A duo of burly, gun-toting Hasidic gangsters and their doting bubbe are the breakout characters in Darren Aronofsky’s 'Caught Stealing'.
To bring them to life, the film had a secret weapon: a Yiddish whisperer.
Motl Didner, program director for the National Yiddish Theatre Folksbiene, first heard rumblings of the crime caper through a casting notice seeking Yiddish-speaking actors. He didn’t know the notice was for an Aronofsky film, but he passed the details along to members of the company, and even sent in a self-tape to be considered for a role. Later, the production got in touch to use him as a Yiddish coach.
“That’s when I found out who exactly it was that I lost out to,” Didner told our PJ Grisar. “I don’t feel so bad about losing out to, like, Liev Schreiber.”
Didner worked with Schreiber, Vincent D’Onofrio and Carol Kane — respectively playing a pair of frightening drug lords and their grandmother — settling on a Hungarian dialect for their dialogue, and even rewriting some of their Yiddish lines. The duo show up as a threat to the film’s protagonist, Hank (Austin Butler), who finds himself caught in the middle of their quest to recover piles of money from other ethnic gangs in 1998 New York City.
And Didner wasn’t the only dialect coach for D’Onofrio and Schreiber; they had a separate one for English.
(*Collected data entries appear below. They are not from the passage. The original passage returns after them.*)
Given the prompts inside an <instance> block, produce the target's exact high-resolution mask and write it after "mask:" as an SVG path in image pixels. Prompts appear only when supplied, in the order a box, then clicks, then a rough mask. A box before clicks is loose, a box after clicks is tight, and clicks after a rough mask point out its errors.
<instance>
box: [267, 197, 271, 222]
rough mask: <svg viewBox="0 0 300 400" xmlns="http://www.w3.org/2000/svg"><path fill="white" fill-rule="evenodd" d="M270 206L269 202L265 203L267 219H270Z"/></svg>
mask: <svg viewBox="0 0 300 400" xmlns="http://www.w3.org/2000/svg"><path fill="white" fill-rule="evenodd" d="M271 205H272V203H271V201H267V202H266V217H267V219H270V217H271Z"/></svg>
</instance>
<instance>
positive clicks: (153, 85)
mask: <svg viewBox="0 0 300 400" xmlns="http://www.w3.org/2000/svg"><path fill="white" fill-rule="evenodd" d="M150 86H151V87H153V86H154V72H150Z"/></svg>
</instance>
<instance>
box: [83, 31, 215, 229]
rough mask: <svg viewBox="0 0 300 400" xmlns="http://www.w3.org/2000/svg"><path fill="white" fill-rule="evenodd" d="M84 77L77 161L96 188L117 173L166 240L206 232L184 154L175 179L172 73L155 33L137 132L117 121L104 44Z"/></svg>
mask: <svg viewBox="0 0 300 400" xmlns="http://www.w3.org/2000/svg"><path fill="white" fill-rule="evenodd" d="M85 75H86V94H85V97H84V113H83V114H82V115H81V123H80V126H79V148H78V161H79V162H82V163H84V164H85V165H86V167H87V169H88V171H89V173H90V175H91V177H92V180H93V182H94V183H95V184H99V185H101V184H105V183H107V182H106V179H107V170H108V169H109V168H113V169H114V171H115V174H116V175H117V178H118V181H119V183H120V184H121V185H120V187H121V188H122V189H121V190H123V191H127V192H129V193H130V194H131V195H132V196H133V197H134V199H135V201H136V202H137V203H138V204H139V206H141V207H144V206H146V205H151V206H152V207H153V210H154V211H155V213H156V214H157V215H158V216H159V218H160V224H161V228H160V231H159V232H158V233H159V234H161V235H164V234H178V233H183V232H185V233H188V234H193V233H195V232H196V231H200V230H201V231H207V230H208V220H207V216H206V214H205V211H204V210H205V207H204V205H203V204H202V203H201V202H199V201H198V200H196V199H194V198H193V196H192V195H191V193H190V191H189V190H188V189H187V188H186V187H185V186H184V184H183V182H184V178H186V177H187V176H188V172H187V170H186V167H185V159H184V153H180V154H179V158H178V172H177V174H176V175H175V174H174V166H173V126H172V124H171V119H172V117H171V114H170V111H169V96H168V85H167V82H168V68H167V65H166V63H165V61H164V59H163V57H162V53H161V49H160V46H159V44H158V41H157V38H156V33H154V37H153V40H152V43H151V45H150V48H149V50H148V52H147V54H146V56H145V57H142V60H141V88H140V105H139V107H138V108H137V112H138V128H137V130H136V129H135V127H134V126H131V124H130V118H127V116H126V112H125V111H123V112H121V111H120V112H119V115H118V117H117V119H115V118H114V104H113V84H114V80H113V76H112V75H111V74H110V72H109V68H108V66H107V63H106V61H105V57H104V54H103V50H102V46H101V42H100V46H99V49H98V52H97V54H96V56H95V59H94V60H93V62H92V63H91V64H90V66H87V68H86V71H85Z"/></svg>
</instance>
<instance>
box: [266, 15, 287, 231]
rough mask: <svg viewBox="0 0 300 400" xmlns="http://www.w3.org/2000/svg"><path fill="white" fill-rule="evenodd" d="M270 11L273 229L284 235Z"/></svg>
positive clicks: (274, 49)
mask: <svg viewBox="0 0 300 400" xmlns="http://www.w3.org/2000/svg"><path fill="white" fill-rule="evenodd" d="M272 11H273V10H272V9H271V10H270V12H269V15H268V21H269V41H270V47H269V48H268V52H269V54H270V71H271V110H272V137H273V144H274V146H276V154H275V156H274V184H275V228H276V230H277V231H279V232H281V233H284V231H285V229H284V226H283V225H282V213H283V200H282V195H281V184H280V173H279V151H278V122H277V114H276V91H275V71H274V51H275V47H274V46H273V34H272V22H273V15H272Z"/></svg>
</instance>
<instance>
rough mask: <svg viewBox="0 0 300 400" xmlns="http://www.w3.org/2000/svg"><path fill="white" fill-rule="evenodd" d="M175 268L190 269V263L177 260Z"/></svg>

“Darren Aronofsky was very specific,” Didner said of “the boys” — how Aronofsky referred to the characters. “He didn’t want them to speak English with a Yiddish accent.”
The film is a “love letter” to a past New York, Grisar writes, “stuffed with tributes to bygone establishments like Kim’s Video, cameos by WFAN’s Mike Francesa and an ethnic patchwork that gives observant Jews a central role.”